How ICBC Can Make Money & Make The Roads Safer

We are idiots. Cars are sacred cows. If you get charged for assault, you may not be allowed to own a gun ever. If you kill a slough of people with your car, no one would EVER take away your car. True, you may get a suspension for a while. You will not get a lifetime suspension. Lifetime suspensions never happen. We need to tame the people on the road and end the era of using pedestrians as target practice. Money talks. Money can be used to make our roads safer.

Auto insurance can be used to shape society. Just as taxes on cigarettes have curbed some smokers, auto insurance rates can make our roads safer. Here are four ways to use ICBC to reshape our roads.

Odometer based insurance.
The more you drive, the more you should pay. Conversely, the less you drive, the less you should pay. If you are on the road everyday, contributing to gridlock and global warming and putting yourself in harm's way; you should pay for that privilege.
Discount some of the basic rate (like $100/yr). Find out what the median mileage is for motorists. If that's something like 40km/day x 365 days/year (12,000km/yr.) or $1 per 120km. If you drive 600km per year, you save $95. If you drive 24,000km per year, you get dinged for an extra $100. Every time you come in for auto insurance, you announce your odometer reading. The difference is your premium/discount. When you buy a vehicle, you reset your odometer reading for that vehicle. That's a small encouragement to buy a new vehicle.
This will have two other bonus. It will encourage people to drive less and/or locate their work and home closer to one another. You will be reporting a history of odometer readings. That will be connected to the VIN of your vehicle. If it goes down year between a previous and current owner, you will know that someone has cracked the odometer.
Wheel well based insurance. Vehicle size should raise insurance rates geometrically. This is already being done, but the scale needs to be more drastic to impress upon the tank drivers that smaller is better.
Engine capacity factor. Engine sizes in step with their vehicle size would have no penalty (e.g. 6 litre engine on a truck would be without issue). A 5 litre engine in a Mustang is overkill. That extra capacity is meant for one purpose: speeding. It's illegal to speed. It's illegal to crash your vehicle at high speed into a crowd of people. Why isn't there a disincentive to have a large capacity engine?
More classes. Most people drive around with their Class 5. Motorcyclists drive with their Class 6. Let's call sedans the baseline. SUVs and sportscars have qualities that make them unneccessary for day-to-day driving. They also are responsible for a disproportionate percentage of the accicents of the road. With that said, they shouldn't be illegal to own or illegal to drive. Drivers should know how to operate these vehicles. After 1 year of owning a Class 5 capable vehicle and holding a Class 5, you can train up for one of these specialty classes. Owners would have to train with their vehicles if they fall far outside of the sedan baseline: too fast, too big, too small. Maybe wrap up the training with a video of uncensored crash footage to show them what happens when you play "Gone in Sixty Seconds" on my highway. If a parent purchases a vehicle for their child, the child should train on the vehicle and that may be comparably difficult to license every potential person to sit behind the wheel. Nevertheless, with this power, police could pull out drivers at road checks and have them park their car until someone who knows how to drive their car could pick it up. ICBC has the power to do this. A few years ago, they took over the Motor Vehicle department. They can change this in a heartbeat.

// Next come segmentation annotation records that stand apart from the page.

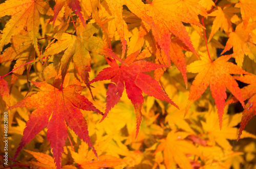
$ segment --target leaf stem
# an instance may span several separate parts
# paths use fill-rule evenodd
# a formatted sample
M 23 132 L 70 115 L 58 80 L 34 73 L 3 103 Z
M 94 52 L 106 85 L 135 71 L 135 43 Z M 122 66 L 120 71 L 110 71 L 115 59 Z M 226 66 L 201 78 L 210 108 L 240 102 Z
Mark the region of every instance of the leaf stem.
M 48 38 L 48 37 L 45 37 L 45 38 L 42 38 L 37 39 L 37 40 L 42 40 L 42 39 L 47 39 L 47 38 Z
M 70 138 L 68 135 L 68 138 L 69 138 L 69 142 L 70 143 L 70 144 L 71 145 L 71 148 L 72 148 L 73 151 L 75 152 L 75 149 L 74 149 L 74 146 L 73 146 L 73 144 L 72 144 L 72 143 L 71 142 L 71 140 L 70 139 Z M 80 165 L 78 163 L 77 163 L 77 165 L 78 166 L 78 168 L 80 168 Z
M 202 17 L 202 23 L 203 24 L 203 26 L 204 26 L 204 17 Z M 206 45 L 206 49 L 207 49 L 207 52 L 208 52 L 208 55 L 209 56 L 209 58 L 210 59 L 210 60 L 211 61 L 211 59 L 210 59 L 210 53 L 209 53 L 209 50 L 208 50 L 208 46 L 207 46 L 207 41 L 206 40 L 206 34 L 205 33 L 205 30 L 204 30 L 204 39 L 205 40 L 205 45 Z
M 72 22 L 73 22 L 73 24 L 74 25 L 74 27 L 75 27 L 75 30 L 76 31 L 76 32 L 77 33 L 77 32 L 76 32 L 76 25 L 75 24 L 75 22 L 74 21 L 74 20 L 73 20 L 73 17 L 72 16 L 71 16 L 71 19 L 72 19 Z
M 11 72 L 13 72 L 14 70 L 17 70 L 17 69 L 18 69 L 18 68 L 20 68 L 21 67 L 22 67 L 22 66 L 24 66 L 24 65 L 27 65 L 27 64 L 29 64 L 29 63 L 30 63 L 33 62 L 34 62 L 34 60 L 31 61 L 30 61 L 30 62 L 28 62 L 28 63 L 25 63 L 25 64 L 24 64 L 22 65 L 22 66 L 20 66 L 18 67 L 17 68 L 15 68 L 15 69 L 13 69 L 13 70 L 12 70 L 11 71 L 10 71 L 10 72 L 9 72 L 8 73 L 6 74 L 6 75 L 4 75 L 4 76 L 2 76 L 2 77 L 3 78 L 3 77 L 5 77 L 5 76 L 7 76 L 7 75 L 8 75 L 8 74 L 10 74 L 10 73 L 11 73 Z
M 222 8 L 222 7 L 224 7 L 228 6 L 229 6 L 229 5 L 234 5 L 234 4 L 237 4 L 237 3 L 228 4 L 226 4 L 226 5 L 223 5 L 223 6 L 219 6 L 219 7 L 218 7 Z M 217 10 L 217 9 L 218 9 L 218 7 L 217 7 L 217 8 L 214 8 L 214 9 L 211 9 L 211 10 L 209 10 L 209 11 L 207 11 L 207 13 L 211 13 L 211 12 L 212 12 L 213 11 L 215 11 L 215 10 Z
M 44 58 L 42 58 L 42 59 L 45 59 L 45 57 L 44 57 Z M 25 64 L 24 64 L 22 65 L 22 66 L 19 66 L 19 67 L 18 67 L 17 68 L 15 68 L 14 69 L 13 69 L 13 70 L 12 70 L 11 71 L 10 71 L 10 72 L 9 72 L 8 73 L 6 74 L 6 75 L 4 75 L 4 76 L 0 76 L 0 77 L 2 77 L 2 78 L 3 78 L 3 77 L 5 77 L 5 76 L 7 76 L 7 75 L 8 75 L 8 74 L 10 74 L 10 73 L 11 73 L 11 72 L 13 72 L 14 70 L 17 70 L 17 69 L 18 69 L 18 68 L 20 68 L 20 67 L 23 67 L 23 66 L 24 66 L 24 65 L 27 65 L 27 64 L 28 64 L 29 63 L 31 63 L 31 62 L 34 62 L 35 60 L 33 60 L 33 61 L 30 61 L 30 62 L 28 62 L 28 63 L 25 63 Z

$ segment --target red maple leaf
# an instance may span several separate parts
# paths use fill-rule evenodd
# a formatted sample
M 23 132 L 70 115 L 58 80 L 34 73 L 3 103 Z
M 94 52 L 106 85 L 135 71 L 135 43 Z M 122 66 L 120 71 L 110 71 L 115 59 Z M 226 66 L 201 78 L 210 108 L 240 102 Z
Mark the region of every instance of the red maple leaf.
M 114 53 L 110 55 L 114 57 Z M 101 122 L 108 115 L 109 111 L 117 104 L 122 96 L 124 84 L 128 98 L 133 103 L 136 112 L 137 131 L 136 137 L 139 132 L 139 126 L 142 119 L 141 107 L 144 102 L 142 91 L 149 96 L 165 100 L 178 108 L 178 106 L 168 97 L 163 90 L 159 82 L 153 79 L 148 74 L 142 73 L 153 70 L 166 67 L 156 64 L 145 61 L 135 60 L 138 51 L 131 54 L 122 62 L 119 66 L 115 60 L 105 58 L 111 67 L 104 68 L 90 83 L 95 81 L 111 79 L 112 83 L 109 84 L 106 92 L 106 105 L 105 113 Z
M 68 136 L 68 127 L 65 121 L 69 128 L 92 148 L 97 156 L 91 142 L 86 120 L 79 109 L 94 111 L 100 114 L 102 112 L 84 96 L 80 94 L 84 87 L 70 85 L 66 88 L 58 89 L 45 82 L 31 82 L 42 91 L 26 98 L 8 109 L 22 107 L 37 107 L 31 113 L 26 123 L 26 128 L 13 160 L 22 148 L 47 126 L 47 139 L 52 149 L 54 162 L 57 168 L 60 168 L 61 153 L 63 151 L 65 139 Z M 51 115 L 52 117 L 48 122 Z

Why this won't happen? Go to the legislature and check out the parking lot. They like big cars, fast cars. They like to drive alot. They like to drive poorly. Having the MLAs of BC push for insurance and licensing reform is like having NAMBLA push for a retrial of Michael Jackson.
How to joust at the insurance-licensing windmill? Email a copy of this entry to someone you know. Send it to your MLA. Next time you test drive an SUV, slip a copy of this entry into the glovebox.

Comments

Tim Bailey said…
These tax-shifting policies you're suggesting are really good. Good luck getting them implemented, of course. There's no money in that.